Júlio Pereira é ouvido esta quinta-feira como testemunha no processo das Secretas. Estratégia da defesa passa por implicá-lo no caso de acesso ilegal à lista de telefonemas do jornalista Nuno Simas

Rui Gustavo

Rui Gustavo

Editor de Sociedade

Se cumprir o que prometeu na primeira sessão de julgamento do caso das Secretas, o advogado Paulo Simão Caldas vai tentar implicar Júlio Pereira no escândalo que levou, precisamente, a este processo judicial. “Sabia do que estava a acontecer, autorizou alguma coisa?”. “É óbvio que vou fazer essa pergunta”, garante o defensor de João Luís, antigo diretor operacional do Serviço de Informações Estratégicas de Defesa (SIED), suspeito de ter transmitido a ordem para obter a lista de telefonemas do jornalista do “Público” Nuno Simas.

Júlio Pereira, que é magistrado do Ministério Público e está à frente das secretas há dez anos, não é uma personagem estranha ao caso. Foi ele quem apresentou a queixa no Ministério Público (MP) que deu origem ao processo judicial – depois do Expresso ter revelado o caso - e até já foi ouvido, em agosto de 2011, no auge do escândalo. A inquirição foi conduzida pela procuradora Teresa Almeida, a mesma que faria a acusação e representa o MP no julgamento. E a julgar pelo que disse, a defesa vai ter dificuldades em fazer valer a sua tese.
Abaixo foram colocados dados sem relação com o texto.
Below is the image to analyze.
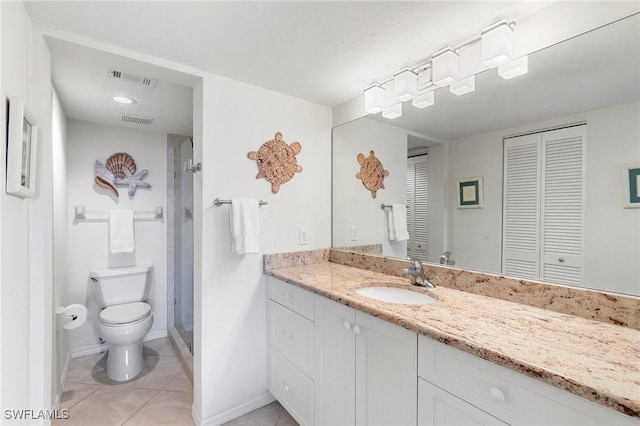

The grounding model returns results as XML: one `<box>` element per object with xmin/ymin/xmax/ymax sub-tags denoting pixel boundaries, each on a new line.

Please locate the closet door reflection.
<box><xmin>173</xmin><ymin>138</ymin><xmax>193</xmax><ymax>353</ymax></box>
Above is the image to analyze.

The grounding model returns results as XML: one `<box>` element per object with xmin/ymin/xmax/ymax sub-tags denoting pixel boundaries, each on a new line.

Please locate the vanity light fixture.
<box><xmin>111</xmin><ymin>95</ymin><xmax>138</xmax><ymax>105</ymax></box>
<box><xmin>481</xmin><ymin>21</ymin><xmax>513</xmax><ymax>68</ymax></box>
<box><xmin>411</xmin><ymin>90</ymin><xmax>436</xmax><ymax>108</ymax></box>
<box><xmin>364</xmin><ymin>84</ymin><xmax>385</xmax><ymax>114</ymax></box>
<box><xmin>364</xmin><ymin>20</ymin><xmax>528</xmax><ymax>115</ymax></box>
<box><xmin>393</xmin><ymin>67</ymin><xmax>418</xmax><ymax>102</ymax></box>
<box><xmin>431</xmin><ymin>47</ymin><xmax>459</xmax><ymax>87</ymax></box>
<box><xmin>449</xmin><ymin>75</ymin><xmax>476</xmax><ymax>96</ymax></box>
<box><xmin>498</xmin><ymin>55</ymin><xmax>529</xmax><ymax>80</ymax></box>
<box><xmin>382</xmin><ymin>80</ymin><xmax>402</xmax><ymax>119</ymax></box>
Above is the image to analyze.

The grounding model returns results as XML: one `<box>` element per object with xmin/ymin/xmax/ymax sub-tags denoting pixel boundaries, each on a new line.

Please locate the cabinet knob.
<box><xmin>489</xmin><ymin>388</ymin><xmax>504</xmax><ymax>402</ymax></box>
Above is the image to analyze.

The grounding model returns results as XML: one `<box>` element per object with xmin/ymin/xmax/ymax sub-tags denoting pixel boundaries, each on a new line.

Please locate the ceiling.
<box><xmin>26</xmin><ymin>1</ymin><xmax>553</xmax><ymax>133</ymax></box>
<box><xmin>47</xmin><ymin>37</ymin><xmax>193</xmax><ymax>136</ymax></box>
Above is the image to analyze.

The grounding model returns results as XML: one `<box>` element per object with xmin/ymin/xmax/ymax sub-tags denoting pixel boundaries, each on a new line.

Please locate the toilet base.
<box><xmin>107</xmin><ymin>340</ymin><xmax>144</xmax><ymax>382</ymax></box>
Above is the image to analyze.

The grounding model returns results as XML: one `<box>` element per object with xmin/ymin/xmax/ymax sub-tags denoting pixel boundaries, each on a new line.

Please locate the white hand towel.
<box><xmin>386</xmin><ymin>208</ymin><xmax>396</xmax><ymax>241</ymax></box>
<box><xmin>390</xmin><ymin>204</ymin><xmax>409</xmax><ymax>241</ymax></box>
<box><xmin>229</xmin><ymin>198</ymin><xmax>260</xmax><ymax>254</ymax></box>
<box><xmin>109</xmin><ymin>210</ymin><xmax>136</xmax><ymax>254</ymax></box>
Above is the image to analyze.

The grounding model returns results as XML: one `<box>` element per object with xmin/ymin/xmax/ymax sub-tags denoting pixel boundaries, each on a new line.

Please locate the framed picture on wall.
<box><xmin>622</xmin><ymin>164</ymin><xmax>640</xmax><ymax>209</ymax></box>
<box><xmin>456</xmin><ymin>177</ymin><xmax>482</xmax><ymax>209</ymax></box>
<box><xmin>6</xmin><ymin>96</ymin><xmax>38</xmax><ymax>198</ymax></box>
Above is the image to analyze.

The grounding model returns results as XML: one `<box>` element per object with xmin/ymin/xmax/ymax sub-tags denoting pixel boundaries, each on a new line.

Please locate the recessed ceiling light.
<box><xmin>111</xmin><ymin>96</ymin><xmax>138</xmax><ymax>104</ymax></box>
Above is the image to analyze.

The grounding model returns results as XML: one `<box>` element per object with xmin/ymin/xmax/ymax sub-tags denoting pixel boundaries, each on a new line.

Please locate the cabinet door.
<box><xmin>315</xmin><ymin>296</ymin><xmax>356</xmax><ymax>426</ymax></box>
<box><xmin>418</xmin><ymin>379</ymin><xmax>506</xmax><ymax>426</ymax></box>
<box><xmin>354</xmin><ymin>312</ymin><xmax>418</xmax><ymax>426</ymax></box>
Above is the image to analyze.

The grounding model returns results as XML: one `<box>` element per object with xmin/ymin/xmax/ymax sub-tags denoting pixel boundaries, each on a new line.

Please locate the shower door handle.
<box><xmin>184</xmin><ymin>159</ymin><xmax>202</xmax><ymax>173</ymax></box>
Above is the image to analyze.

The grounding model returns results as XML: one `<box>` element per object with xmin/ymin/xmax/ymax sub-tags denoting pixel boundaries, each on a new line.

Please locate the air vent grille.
<box><xmin>107</xmin><ymin>70</ymin><xmax>158</xmax><ymax>87</ymax></box>
<box><xmin>120</xmin><ymin>113</ymin><xmax>154</xmax><ymax>126</ymax></box>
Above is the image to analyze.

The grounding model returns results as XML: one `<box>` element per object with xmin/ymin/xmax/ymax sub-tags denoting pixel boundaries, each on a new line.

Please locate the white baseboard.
<box><xmin>142</xmin><ymin>329</ymin><xmax>168</xmax><ymax>342</ymax></box>
<box><xmin>199</xmin><ymin>392</ymin><xmax>276</xmax><ymax>426</ymax></box>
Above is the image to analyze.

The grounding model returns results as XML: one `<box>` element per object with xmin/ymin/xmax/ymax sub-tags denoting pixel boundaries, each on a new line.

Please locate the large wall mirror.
<box><xmin>333</xmin><ymin>14</ymin><xmax>640</xmax><ymax>295</ymax></box>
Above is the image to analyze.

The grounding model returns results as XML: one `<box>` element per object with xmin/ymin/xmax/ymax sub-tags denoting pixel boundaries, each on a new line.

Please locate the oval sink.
<box><xmin>356</xmin><ymin>287</ymin><xmax>436</xmax><ymax>305</ymax></box>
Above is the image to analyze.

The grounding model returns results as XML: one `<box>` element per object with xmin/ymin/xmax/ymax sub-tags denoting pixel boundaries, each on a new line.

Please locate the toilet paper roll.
<box><xmin>62</xmin><ymin>303</ymin><xmax>87</xmax><ymax>330</ymax></box>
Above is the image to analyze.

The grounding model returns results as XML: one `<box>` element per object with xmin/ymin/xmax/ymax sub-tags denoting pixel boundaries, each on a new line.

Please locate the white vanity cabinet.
<box><xmin>315</xmin><ymin>296</ymin><xmax>417</xmax><ymax>426</ymax></box>
<box><xmin>267</xmin><ymin>277</ymin><xmax>315</xmax><ymax>425</ymax></box>
<box><xmin>418</xmin><ymin>336</ymin><xmax>639</xmax><ymax>426</ymax></box>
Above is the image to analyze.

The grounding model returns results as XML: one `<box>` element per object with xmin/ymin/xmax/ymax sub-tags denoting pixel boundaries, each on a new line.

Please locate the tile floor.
<box><xmin>52</xmin><ymin>338</ymin><xmax>194</xmax><ymax>426</ymax></box>
<box><xmin>51</xmin><ymin>338</ymin><xmax>298</xmax><ymax>426</ymax></box>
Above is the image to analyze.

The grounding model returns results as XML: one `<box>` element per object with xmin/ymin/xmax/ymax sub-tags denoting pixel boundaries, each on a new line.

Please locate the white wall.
<box><xmin>446</xmin><ymin>132</ymin><xmax>504</xmax><ymax>272</ymax></box>
<box><xmin>447</xmin><ymin>102</ymin><xmax>640</xmax><ymax>294</ymax></box>
<box><xmin>333</xmin><ymin>119</ymin><xmax>408</xmax><ymax>257</ymax></box>
<box><xmin>64</xmin><ymin>120</ymin><xmax>167</xmax><ymax>356</ymax></box>
<box><xmin>0</xmin><ymin>2</ymin><xmax>53</xmax><ymax>424</ymax></box>
<box><xmin>52</xmin><ymin>85</ymin><xmax>73</xmax><ymax>402</ymax></box>
<box><xmin>199</xmin><ymin>75</ymin><xmax>331</xmax><ymax>424</ymax></box>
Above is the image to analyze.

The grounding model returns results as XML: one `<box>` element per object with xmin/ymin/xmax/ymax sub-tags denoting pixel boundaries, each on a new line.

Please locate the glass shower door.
<box><xmin>174</xmin><ymin>138</ymin><xmax>193</xmax><ymax>353</ymax></box>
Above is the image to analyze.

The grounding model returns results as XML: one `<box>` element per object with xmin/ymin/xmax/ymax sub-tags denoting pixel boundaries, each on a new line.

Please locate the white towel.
<box><xmin>229</xmin><ymin>198</ymin><xmax>260</xmax><ymax>254</ymax></box>
<box><xmin>109</xmin><ymin>210</ymin><xmax>136</xmax><ymax>254</ymax></box>
<box><xmin>387</xmin><ymin>204</ymin><xmax>409</xmax><ymax>241</ymax></box>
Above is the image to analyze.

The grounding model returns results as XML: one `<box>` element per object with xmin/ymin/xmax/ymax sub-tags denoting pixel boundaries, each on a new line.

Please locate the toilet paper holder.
<box><xmin>56</xmin><ymin>303</ymin><xmax>87</xmax><ymax>330</ymax></box>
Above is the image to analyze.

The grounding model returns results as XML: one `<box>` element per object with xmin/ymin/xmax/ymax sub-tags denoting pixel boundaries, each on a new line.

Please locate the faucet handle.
<box><xmin>409</xmin><ymin>257</ymin><xmax>422</xmax><ymax>270</ymax></box>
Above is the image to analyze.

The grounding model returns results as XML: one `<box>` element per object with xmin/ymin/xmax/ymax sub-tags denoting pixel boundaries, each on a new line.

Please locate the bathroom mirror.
<box><xmin>332</xmin><ymin>14</ymin><xmax>640</xmax><ymax>295</ymax></box>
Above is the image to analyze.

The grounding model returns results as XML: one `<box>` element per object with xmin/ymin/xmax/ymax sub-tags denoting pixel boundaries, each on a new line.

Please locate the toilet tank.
<box><xmin>89</xmin><ymin>265</ymin><xmax>152</xmax><ymax>308</ymax></box>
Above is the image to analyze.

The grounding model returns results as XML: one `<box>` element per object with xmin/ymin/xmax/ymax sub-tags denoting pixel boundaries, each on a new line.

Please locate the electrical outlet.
<box><xmin>349</xmin><ymin>225</ymin><xmax>358</xmax><ymax>241</ymax></box>
<box><xmin>298</xmin><ymin>226</ymin><xmax>309</xmax><ymax>245</ymax></box>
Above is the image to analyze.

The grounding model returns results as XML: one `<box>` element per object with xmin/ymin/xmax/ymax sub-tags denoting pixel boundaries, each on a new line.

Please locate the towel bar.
<box><xmin>213</xmin><ymin>198</ymin><xmax>269</xmax><ymax>207</ymax></box>
<box><xmin>73</xmin><ymin>206</ymin><xmax>164</xmax><ymax>222</ymax></box>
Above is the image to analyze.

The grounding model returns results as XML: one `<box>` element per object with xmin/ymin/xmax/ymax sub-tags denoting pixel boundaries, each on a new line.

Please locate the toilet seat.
<box><xmin>100</xmin><ymin>302</ymin><xmax>151</xmax><ymax>326</ymax></box>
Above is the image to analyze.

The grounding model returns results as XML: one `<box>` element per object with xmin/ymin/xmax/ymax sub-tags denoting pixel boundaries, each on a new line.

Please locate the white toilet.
<box><xmin>89</xmin><ymin>265</ymin><xmax>153</xmax><ymax>382</ymax></box>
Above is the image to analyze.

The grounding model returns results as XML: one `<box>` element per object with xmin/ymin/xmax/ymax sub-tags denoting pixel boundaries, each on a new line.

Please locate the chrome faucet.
<box><xmin>402</xmin><ymin>257</ymin><xmax>436</xmax><ymax>288</ymax></box>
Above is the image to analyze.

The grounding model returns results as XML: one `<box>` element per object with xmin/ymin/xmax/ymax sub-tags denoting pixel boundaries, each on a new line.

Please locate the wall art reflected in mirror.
<box><xmin>333</xmin><ymin>14</ymin><xmax>640</xmax><ymax>295</ymax></box>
Júlio Pereira garantiu que desconhecia quaisquer contactos com a Ongoing, disse que Jorge Silva Carvalho, antigo diretor do SIED e principal arguido do processo, já estava fora dos serviços quando mandou dois emails a Nuno Vasconcellos, presidente da Ongoing, com informação sobre dois empresários russos e um porto grego que aquela empresa queria negociar.

Faltou a pergunta mais difícil: sabia de alguma lista de telefonemas do jornalista Nuno Simas? Deu ordens para obter essa lista? Júlio Pereira não voltou a ser ouvido e só esta quinta-feira, a partir das 10h, terá de responder aos advogados dos arguidos que estão interessados em demonstrar que a obtenção de listas de telefonemas era um procedimento não só permitido como encorajado nos serviços secretos.

De acordo com uma fonte judicial, quando apresentou queixa, Júlio Pereira juntou ao processo o caminho informático da ordem para a obtenção da lista de telefonemas de Nuno Simas, jornalista do “Público” que escreveu algumas noticias sobre o mal-estar que se vivia nos serviços secretos. E de acordo com a acusação terá sido assim: no verão de 2010, Jorge Silva Carvalho, então número 1 do SIED, quis saber quem era a fonte do jornalista e pediu a João Luis que obtivesse a lista. Este transmitiu a ordem ao espião Nuno Dias (o único que continua no ativo) que por sua vez pediu à mulher, Gisela Teixeira, que “sacasse” a lista da Optimus, empresa onde trabalhava.

Mais tarde, e sempre de acordo com a acusação, Jorge Silva Carvalho saiu dos serviços e negociou a entrada na Ongoing com Nuno Vasconcellos, de quem era irmão maçónico na loja Mozart. Para demonstrar que poderia ser útill, e quando já estava demissionário, pediu um dossier sobre dois empresários russos com quem a Ongoing queria negociar e um relatório sobre um empresário madeirense que tinha sido casado com a mulher de um administrador da Ongoing. A defesa alega que as informações foram obtidas em fontes abertas e que nada têm de ilegal.